# Pet Ideas?!



## Bushytailed (Aug 22, 2015)

Hello, this is my first post as it's really the only time I've thought to. 
I absolutely love small mammals as pets and generally fall in love with them as I walk past them in pet shops or see my friend's pets. Recently, my pet ferret died about 2 months ago and after grieving, am wanting to give another small pet a home.

I was addicted to the idea of fancy rats but my mum hates them and says I can't have rats. TT-TT I still really want a furry companion however.

I like interactive and sort of affectionate pets but I don't really connect with most of the normal pets like guinea pigs, rabbits or hamsters so I started looking at exotic pets. 

My mum agrees to anything cute within a reasonable price range. I've been thinking Pygmy hedgehogs, sugar gliders or even a fox if I can find one in the UK.
Any ideas or such?

A bit of info: I go to secondary school so would not be in the house for 7 hours a day so am most active on evenings and nights. Nocturnal animals are fine. I have lots of free time and my grades are fine so I won't leave the poor thing by them self. 

P.S. I'm aware of all the requirements and cons to the pets and exotics yet I am ready to take responsibility for one. I would of course research them before I even thought of getting one.

Thanks in advance! ^w^


----------



## Zincubus (Sep 6, 2010)

Soooooo .... What about a snake ?




Sent from my iPad using Tapatalk Pro


----------



## foofighter2016 (Jul 3, 2016)

short tailed opposum?

a gopher/ richardsons ground squirrel ?

sugar gliders ? 

a reptile . amazing animals  

certain lizards can be very interactive and friendly


----------



## Bushytailed (Aug 22, 2015)

I would get a snake or skink but my sister is scared of them. 
I mean that's not the bad thing, maybe that's a pro XD. My mum said no to snakes though, I think my family just doesn't like them.
As a HP Slytherin fan and just general lover of dragon like things, I'm disappointed. *silently weeping for the coolness of reptiles*

I'm thinking sugar gliders at the moment because they are really cute and you can form a bond and interact with them. I'll continue research but keep the suggestions coming.


----------



## Zincubus (Sep 6, 2010)

Bushytailed said:


> I would get a snake or skink but my sister is scared of them.
> I mean that's not the bad thing, maybe that's a pro XD. My mum said no to snakes though, I think my family just doesn't like them.
> As a HP Slytherin fan and just general lover of dragon like things, I'm disappointed. *silently weeping for the coolness of reptiles*
> 
> I'm thinking sugar gliders at the moment because they are really cute and you can form a bond and interact with them. I'll continue research but keep the suggestions coming.

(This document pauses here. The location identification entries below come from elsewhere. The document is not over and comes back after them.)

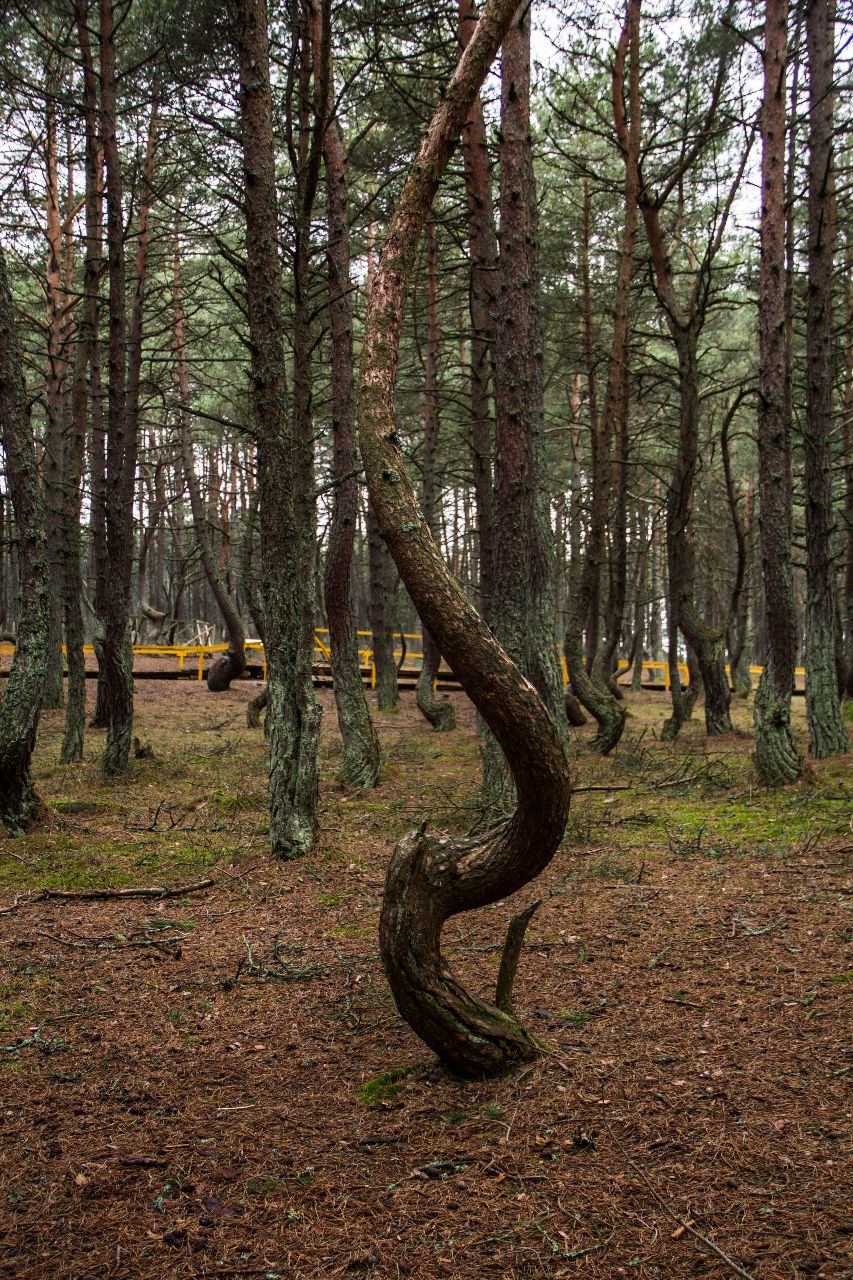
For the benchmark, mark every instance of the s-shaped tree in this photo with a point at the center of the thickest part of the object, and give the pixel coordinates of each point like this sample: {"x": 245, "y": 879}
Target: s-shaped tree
{"x": 433, "y": 877}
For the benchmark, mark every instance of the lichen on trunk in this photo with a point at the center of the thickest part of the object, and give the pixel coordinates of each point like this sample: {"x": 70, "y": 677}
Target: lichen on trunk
{"x": 22, "y": 695}
{"x": 434, "y": 877}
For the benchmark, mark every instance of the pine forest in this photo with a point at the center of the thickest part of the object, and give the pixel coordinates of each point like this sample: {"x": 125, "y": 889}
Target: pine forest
{"x": 425, "y": 639}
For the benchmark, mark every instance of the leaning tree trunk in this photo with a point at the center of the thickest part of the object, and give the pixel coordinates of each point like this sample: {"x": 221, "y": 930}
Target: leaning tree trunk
{"x": 588, "y": 679}
{"x": 483, "y": 254}
{"x": 55, "y": 398}
{"x": 284, "y": 456}
{"x": 22, "y": 696}
{"x": 361, "y": 750}
{"x": 776, "y": 757}
{"x": 381, "y": 568}
{"x": 706, "y": 641}
{"x": 437, "y": 711}
{"x": 74, "y": 447}
{"x": 232, "y": 663}
{"x": 822, "y": 703}
{"x": 434, "y": 877}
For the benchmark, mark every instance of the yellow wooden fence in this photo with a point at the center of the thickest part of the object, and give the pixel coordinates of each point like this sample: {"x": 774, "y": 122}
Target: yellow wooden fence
{"x": 653, "y": 672}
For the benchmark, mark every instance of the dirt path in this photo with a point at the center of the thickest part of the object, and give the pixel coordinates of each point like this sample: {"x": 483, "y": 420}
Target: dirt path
{"x": 219, "y": 1086}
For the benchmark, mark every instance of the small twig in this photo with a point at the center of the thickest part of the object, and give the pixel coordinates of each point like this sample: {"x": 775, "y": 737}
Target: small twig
{"x": 26, "y": 862}
{"x": 684, "y": 1225}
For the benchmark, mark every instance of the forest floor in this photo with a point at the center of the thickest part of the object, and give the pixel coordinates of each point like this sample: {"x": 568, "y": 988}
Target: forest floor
{"x": 218, "y": 1084}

That's a shame ... I'd take them to the local reptile store and let them hold a Royal Python for 5 minutes - you'd come away with one each 


It's just you sound as though you're a bit like me with an interest in the out of the ordinary .. a snake fits that bill for most people  


Sent from my iPad using Tapatalk Pro


----------



## Bushytailed (Aug 22, 2015)

I would like a snake to be honest. I'm thinking of getting one when I move out so I'll just continue researching them for now. 
You can never have too much info on your pets. 

I think I'd like a leucistic ball python or a Mexican black kingsnake. 
I have to agree that I really like unusual pets. I feel like I'd be bored with a hamster or guinea pig. (Plus I still have trauma from being bitten by my friend's guinea pig so nope...).XD
My mum has agreed to sugar gliders or fennecs strangely. Probably by the end when I decide, she would wish she just let me get some fancy rats.


----------



## bigbadbubbage (Jan 24, 2018)

Azara's agouti?


----------



## foofighter2016 (Jul 3, 2016)

Defo vote for the snake here. i mean the other stuff maybe too but getting a snake is such an interesting pet . Just keep reearching loads on species and variants and get what you really want, so you keep for long term . 

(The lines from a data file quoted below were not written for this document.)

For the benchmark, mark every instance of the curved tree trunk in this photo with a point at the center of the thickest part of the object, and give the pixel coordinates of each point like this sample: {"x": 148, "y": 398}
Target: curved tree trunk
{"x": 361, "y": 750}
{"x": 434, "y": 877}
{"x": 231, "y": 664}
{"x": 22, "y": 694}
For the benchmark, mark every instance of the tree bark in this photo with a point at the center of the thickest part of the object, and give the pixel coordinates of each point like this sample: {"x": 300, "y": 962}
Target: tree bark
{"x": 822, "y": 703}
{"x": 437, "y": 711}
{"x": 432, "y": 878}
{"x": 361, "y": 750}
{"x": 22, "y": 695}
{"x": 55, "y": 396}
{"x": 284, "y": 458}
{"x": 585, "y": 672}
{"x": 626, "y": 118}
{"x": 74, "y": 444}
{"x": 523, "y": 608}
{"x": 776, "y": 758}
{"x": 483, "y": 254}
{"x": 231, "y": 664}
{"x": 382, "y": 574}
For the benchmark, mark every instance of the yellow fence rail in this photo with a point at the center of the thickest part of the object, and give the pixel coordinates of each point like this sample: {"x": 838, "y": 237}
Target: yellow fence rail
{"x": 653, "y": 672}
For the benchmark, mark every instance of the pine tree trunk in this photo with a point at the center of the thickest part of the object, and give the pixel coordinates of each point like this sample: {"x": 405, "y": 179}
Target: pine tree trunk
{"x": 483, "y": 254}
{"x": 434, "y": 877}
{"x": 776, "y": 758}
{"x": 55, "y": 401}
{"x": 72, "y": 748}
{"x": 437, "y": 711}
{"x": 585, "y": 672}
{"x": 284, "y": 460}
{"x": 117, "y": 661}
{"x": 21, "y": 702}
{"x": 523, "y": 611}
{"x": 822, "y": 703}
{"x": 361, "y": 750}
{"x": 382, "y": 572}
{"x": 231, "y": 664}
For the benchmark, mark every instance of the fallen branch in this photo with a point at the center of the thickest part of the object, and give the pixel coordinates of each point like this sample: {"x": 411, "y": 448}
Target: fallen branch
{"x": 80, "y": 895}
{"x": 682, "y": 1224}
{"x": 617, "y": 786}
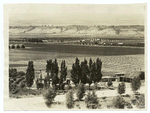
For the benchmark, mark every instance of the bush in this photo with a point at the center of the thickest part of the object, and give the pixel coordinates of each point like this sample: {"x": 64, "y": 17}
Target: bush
{"x": 119, "y": 102}
{"x": 109, "y": 83}
{"x": 49, "y": 97}
{"x": 22, "y": 46}
{"x": 91, "y": 100}
{"x": 80, "y": 91}
{"x": 22, "y": 85}
{"x": 69, "y": 87}
{"x": 133, "y": 101}
{"x": 141, "y": 102}
{"x": 121, "y": 88}
{"x": 129, "y": 106}
{"x": 18, "y": 46}
{"x": 69, "y": 99}
{"x": 136, "y": 83}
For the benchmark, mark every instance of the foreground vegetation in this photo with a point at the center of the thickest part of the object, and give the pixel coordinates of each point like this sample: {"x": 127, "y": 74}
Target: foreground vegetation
{"x": 81, "y": 74}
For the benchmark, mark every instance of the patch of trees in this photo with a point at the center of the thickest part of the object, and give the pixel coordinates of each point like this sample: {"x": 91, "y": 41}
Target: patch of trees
{"x": 16, "y": 80}
{"x": 86, "y": 73}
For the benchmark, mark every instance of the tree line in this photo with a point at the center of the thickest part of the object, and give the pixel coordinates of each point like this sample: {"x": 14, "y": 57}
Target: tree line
{"x": 81, "y": 72}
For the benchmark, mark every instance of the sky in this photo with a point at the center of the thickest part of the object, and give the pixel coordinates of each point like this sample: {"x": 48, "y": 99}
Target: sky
{"x": 77, "y": 14}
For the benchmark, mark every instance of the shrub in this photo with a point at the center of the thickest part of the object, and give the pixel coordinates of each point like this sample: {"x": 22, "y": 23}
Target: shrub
{"x": 22, "y": 85}
{"x": 22, "y": 46}
{"x": 141, "y": 102}
{"x": 133, "y": 101}
{"x": 119, "y": 102}
{"x": 80, "y": 91}
{"x": 129, "y": 106}
{"x": 18, "y": 46}
{"x": 69, "y": 87}
{"x": 121, "y": 88}
{"x": 91, "y": 100}
{"x": 109, "y": 83}
{"x": 136, "y": 83}
{"x": 49, "y": 97}
{"x": 69, "y": 99}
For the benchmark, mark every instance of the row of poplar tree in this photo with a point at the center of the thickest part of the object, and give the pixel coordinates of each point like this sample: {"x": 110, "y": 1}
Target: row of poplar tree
{"x": 81, "y": 72}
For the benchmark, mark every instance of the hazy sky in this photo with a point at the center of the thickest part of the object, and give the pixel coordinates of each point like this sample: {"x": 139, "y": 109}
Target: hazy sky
{"x": 75, "y": 14}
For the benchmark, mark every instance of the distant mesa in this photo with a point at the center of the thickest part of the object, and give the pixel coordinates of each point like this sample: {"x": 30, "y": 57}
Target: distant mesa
{"x": 16, "y": 46}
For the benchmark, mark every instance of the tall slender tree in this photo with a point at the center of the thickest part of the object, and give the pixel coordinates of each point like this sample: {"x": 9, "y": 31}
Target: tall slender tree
{"x": 63, "y": 74}
{"x": 48, "y": 66}
{"x": 89, "y": 76}
{"x": 76, "y": 72}
{"x": 54, "y": 73}
{"x": 84, "y": 71}
{"x": 98, "y": 75}
{"x": 30, "y": 74}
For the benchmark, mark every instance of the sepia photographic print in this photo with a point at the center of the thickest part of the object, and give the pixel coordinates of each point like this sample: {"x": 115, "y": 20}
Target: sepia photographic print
{"x": 75, "y": 57}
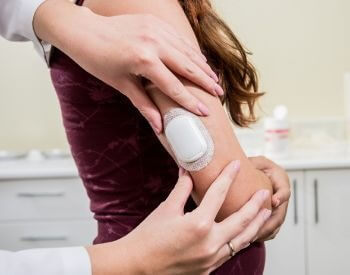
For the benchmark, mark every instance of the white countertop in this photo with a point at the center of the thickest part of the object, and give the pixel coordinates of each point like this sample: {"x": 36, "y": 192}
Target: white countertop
{"x": 23, "y": 168}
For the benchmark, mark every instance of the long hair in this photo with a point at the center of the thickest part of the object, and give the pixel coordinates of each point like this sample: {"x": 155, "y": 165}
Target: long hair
{"x": 228, "y": 59}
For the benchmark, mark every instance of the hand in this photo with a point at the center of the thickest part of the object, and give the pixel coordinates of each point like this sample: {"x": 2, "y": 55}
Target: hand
{"x": 280, "y": 197}
{"x": 121, "y": 50}
{"x": 171, "y": 242}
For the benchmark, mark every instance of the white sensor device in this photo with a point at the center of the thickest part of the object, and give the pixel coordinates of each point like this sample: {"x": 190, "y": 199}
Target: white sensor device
{"x": 185, "y": 138}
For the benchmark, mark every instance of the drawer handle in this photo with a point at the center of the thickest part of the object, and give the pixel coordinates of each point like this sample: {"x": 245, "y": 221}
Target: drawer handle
{"x": 43, "y": 239}
{"x": 317, "y": 215}
{"x": 40, "y": 194}
{"x": 295, "y": 202}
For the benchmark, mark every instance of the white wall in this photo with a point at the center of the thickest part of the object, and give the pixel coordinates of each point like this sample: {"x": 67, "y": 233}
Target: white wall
{"x": 301, "y": 49}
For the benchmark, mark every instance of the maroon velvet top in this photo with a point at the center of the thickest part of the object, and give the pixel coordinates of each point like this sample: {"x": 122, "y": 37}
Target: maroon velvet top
{"x": 126, "y": 171}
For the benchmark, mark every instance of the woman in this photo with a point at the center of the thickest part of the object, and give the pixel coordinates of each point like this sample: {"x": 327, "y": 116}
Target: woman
{"x": 110, "y": 140}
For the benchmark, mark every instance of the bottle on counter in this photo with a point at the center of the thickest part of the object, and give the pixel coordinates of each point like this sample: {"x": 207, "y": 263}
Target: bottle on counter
{"x": 276, "y": 133}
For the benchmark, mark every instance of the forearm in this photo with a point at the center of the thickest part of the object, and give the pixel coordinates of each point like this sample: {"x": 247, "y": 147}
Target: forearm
{"x": 116, "y": 257}
{"x": 227, "y": 147}
{"x": 55, "y": 22}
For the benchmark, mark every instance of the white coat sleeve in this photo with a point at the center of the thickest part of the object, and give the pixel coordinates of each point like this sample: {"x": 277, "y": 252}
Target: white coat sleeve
{"x": 16, "y": 22}
{"x": 46, "y": 261}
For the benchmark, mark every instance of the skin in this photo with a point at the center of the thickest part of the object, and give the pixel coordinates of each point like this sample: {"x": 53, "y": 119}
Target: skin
{"x": 171, "y": 242}
{"x": 227, "y": 147}
{"x": 118, "y": 50}
{"x": 74, "y": 24}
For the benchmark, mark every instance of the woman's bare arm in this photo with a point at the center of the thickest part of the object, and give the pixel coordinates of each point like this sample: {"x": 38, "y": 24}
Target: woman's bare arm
{"x": 227, "y": 147}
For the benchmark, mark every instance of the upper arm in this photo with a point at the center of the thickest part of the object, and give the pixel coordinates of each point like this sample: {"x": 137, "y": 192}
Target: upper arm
{"x": 227, "y": 147}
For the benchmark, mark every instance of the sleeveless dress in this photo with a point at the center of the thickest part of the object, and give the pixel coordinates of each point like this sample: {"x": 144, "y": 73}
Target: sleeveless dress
{"x": 126, "y": 171}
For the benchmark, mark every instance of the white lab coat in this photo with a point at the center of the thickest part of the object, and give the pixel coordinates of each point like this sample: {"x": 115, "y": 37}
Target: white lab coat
{"x": 16, "y": 17}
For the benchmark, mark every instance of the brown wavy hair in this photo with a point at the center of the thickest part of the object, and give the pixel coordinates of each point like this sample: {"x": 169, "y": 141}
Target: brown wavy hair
{"x": 228, "y": 59}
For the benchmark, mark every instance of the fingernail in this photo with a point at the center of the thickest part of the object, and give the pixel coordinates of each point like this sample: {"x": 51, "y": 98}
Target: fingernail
{"x": 203, "y": 109}
{"x": 214, "y": 76}
{"x": 264, "y": 194}
{"x": 156, "y": 128}
{"x": 277, "y": 202}
{"x": 181, "y": 171}
{"x": 219, "y": 90}
{"x": 266, "y": 214}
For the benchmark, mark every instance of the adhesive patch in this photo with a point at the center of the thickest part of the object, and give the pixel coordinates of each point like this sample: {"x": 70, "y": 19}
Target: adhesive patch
{"x": 189, "y": 139}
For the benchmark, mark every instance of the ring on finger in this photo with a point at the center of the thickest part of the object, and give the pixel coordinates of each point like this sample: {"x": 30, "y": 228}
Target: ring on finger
{"x": 232, "y": 250}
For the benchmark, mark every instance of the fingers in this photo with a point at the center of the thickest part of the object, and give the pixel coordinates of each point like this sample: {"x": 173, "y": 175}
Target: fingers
{"x": 216, "y": 194}
{"x": 274, "y": 222}
{"x": 189, "y": 52}
{"x": 182, "y": 190}
{"x": 170, "y": 85}
{"x": 281, "y": 196}
{"x": 244, "y": 239}
{"x": 144, "y": 104}
{"x": 192, "y": 70}
{"x": 248, "y": 234}
{"x": 238, "y": 221}
{"x": 222, "y": 256}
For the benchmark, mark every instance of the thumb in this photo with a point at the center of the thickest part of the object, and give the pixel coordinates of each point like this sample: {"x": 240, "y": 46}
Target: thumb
{"x": 139, "y": 97}
{"x": 181, "y": 192}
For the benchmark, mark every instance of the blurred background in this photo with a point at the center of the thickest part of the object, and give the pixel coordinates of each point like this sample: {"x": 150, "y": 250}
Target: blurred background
{"x": 302, "y": 52}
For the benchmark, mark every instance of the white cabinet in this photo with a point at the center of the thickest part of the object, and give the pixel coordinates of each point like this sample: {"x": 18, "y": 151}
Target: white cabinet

so much to choose from , check out grey banded kingsnakes too


----------



## Bushytailed (Aug 22, 2015)

I've decided to get a snake in the future and my mum is adamant that I'm not getting one anytime soon. TT^TT 
I'm still not sure on what to get at the moment though, I asked my mum to search as well since the majority of the species I'd like, when asked, she'll just look at me like I'm insane. XD


----------



## feorag (Jul 31, 2007)

Bushytailed said:


> My mum has agreed to sugar gliders or fennecs strangely. Probably by the end when I decide, she would wish she just let me get some fancy rats.

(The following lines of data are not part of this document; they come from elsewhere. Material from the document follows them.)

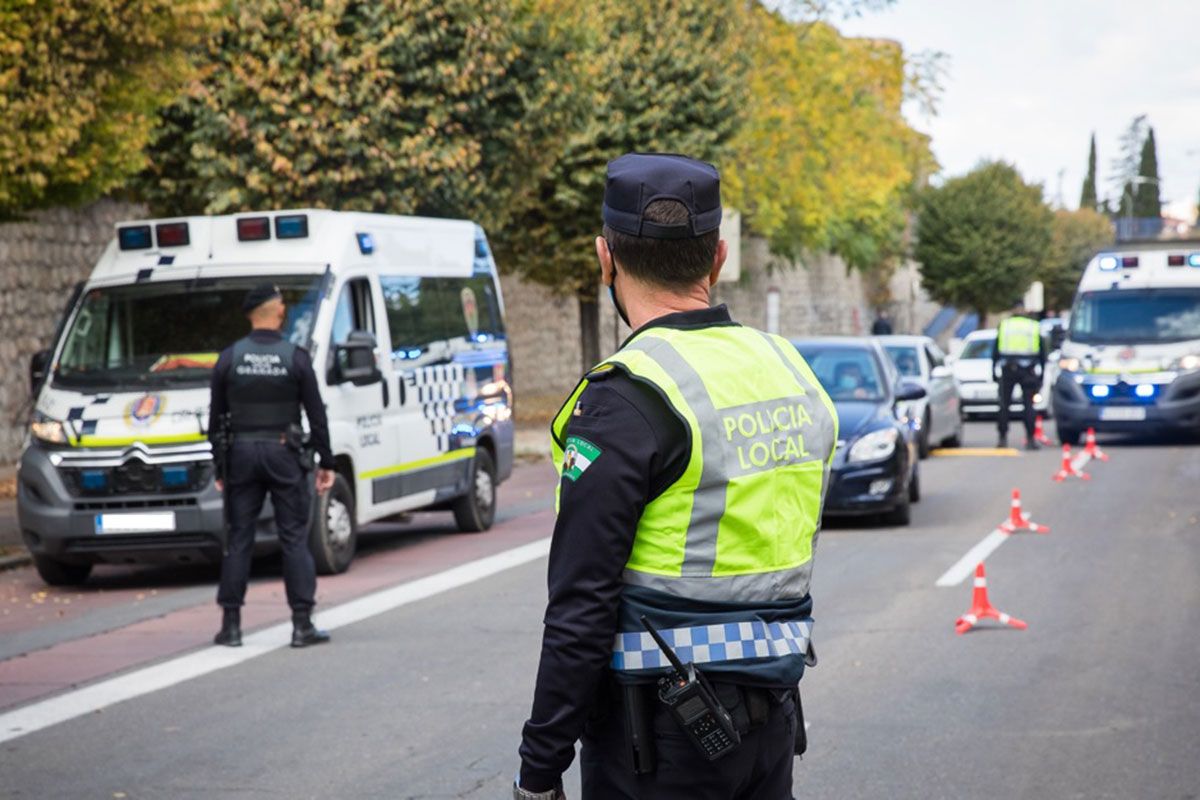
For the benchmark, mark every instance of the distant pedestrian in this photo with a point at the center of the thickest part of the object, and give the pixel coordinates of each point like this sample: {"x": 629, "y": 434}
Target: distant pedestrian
{"x": 1018, "y": 359}
{"x": 262, "y": 382}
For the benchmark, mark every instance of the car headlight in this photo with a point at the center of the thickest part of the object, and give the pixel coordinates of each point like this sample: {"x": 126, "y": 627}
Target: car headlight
{"x": 874, "y": 446}
{"x": 49, "y": 431}
{"x": 1188, "y": 362}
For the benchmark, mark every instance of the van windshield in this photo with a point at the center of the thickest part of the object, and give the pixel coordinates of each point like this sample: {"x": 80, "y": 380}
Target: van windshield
{"x": 1137, "y": 316}
{"x": 169, "y": 332}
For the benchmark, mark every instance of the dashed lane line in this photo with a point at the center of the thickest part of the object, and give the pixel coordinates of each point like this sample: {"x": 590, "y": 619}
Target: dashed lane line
{"x": 88, "y": 699}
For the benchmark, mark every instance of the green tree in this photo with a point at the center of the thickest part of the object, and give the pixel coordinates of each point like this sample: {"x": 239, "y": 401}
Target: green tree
{"x": 431, "y": 107}
{"x": 1147, "y": 200}
{"x": 1087, "y": 196}
{"x": 982, "y": 238}
{"x": 81, "y": 82}
{"x": 667, "y": 80}
{"x": 1075, "y": 236}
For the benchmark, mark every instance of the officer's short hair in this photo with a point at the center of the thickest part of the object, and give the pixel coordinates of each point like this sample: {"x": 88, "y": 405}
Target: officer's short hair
{"x": 667, "y": 263}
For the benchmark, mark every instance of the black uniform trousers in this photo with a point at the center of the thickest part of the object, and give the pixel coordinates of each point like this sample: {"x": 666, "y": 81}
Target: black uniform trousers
{"x": 1013, "y": 374}
{"x": 255, "y": 469}
{"x": 757, "y": 769}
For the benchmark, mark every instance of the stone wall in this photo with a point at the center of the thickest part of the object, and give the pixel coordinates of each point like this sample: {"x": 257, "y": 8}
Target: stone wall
{"x": 41, "y": 259}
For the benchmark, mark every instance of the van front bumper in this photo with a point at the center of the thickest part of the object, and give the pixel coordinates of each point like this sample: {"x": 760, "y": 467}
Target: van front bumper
{"x": 64, "y": 525}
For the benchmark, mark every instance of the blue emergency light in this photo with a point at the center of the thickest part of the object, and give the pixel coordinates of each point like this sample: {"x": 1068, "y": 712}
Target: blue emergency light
{"x": 293, "y": 226}
{"x": 135, "y": 238}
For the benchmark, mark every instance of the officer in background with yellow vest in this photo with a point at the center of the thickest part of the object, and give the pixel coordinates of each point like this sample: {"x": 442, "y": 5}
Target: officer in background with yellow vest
{"x": 694, "y": 465}
{"x": 1018, "y": 359}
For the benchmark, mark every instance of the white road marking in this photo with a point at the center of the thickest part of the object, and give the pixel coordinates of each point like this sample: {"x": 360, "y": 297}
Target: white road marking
{"x": 93, "y": 698}
{"x": 966, "y": 565}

Sugar gliders have very specific needs (like most exotic pets), but they have to have a large cage or upright viv with a decent heightl, so need a bit of space and a very specific diet which can work out expensive - it's not just a case of buying them fruit and sticking it in the cage. There's a great Suggie page on Facebook that covers diet, housing, help and advice, so if you're seriously thinking about it then you could do worse than joining it and doing your research there? https://www.facebook.com/groups/5796568935/ A fennec might be hard to come by.

It's a shame your mum wont let you have rats cos they're trainable and affectionate and are the most brilliant and underrated pet.


----------



## Marcia (Aug 23, 2009)

feorag said:


> It's a shame your mum wont let you have rats cos they're trainable and affectionate and are the most brilliant and underrated pet.


I second this :2thumb:
I have 9 rats and they’re surprisingly affectionate and intelligent, you can teach them various tricks and to come when called plus they’re straight forward to care for and endless energy and fun


----------



## feorag (Jul 31, 2007)

You're right Marcia - they are incredibly entertaining and if you buy from a good breeder who handles them a lot, they are very interactive with you. They are just so rewarding 

It's such a shame that so many people have intransigent ideas that they are dirty - nothing is further from the truth. They are such clean animals, always washing themselves and so easy to train to use a litter tray, which means smells can be kept to a minimum. I had 4 rats in my living room and they never made a smell. I changed their litter tray every 3-4 days and only did a full cage clean out every 2 weeks, so pretty easy maintenance too.


----------



## Marcia (Aug 23, 2009)

feorag said:


> You're right Marcia - they are incredibly entertaining and if you buy from a good breeder who handles them a lot, they are very interactive with you. They are just so rewarding
> 
> It's such a shame that so many people have intransigent ideas that they are dirty - nothing is further from the truth. They are such clean animals, always washing themselves and so easy to train to use a litter tray, which means smells can be kept to a minimum. I had 4 rats in my living room and they never made a smell. I changed their litter tray every 3-4 days and only did a full cage clean out every 2 weeks, so pretty easy maintenance too.


Yep, exactly that. I swear they wash themselves more than my cats used to. Plus they come in a variety of colours, coat patterns and you have the choice of top ears or dumbo


----------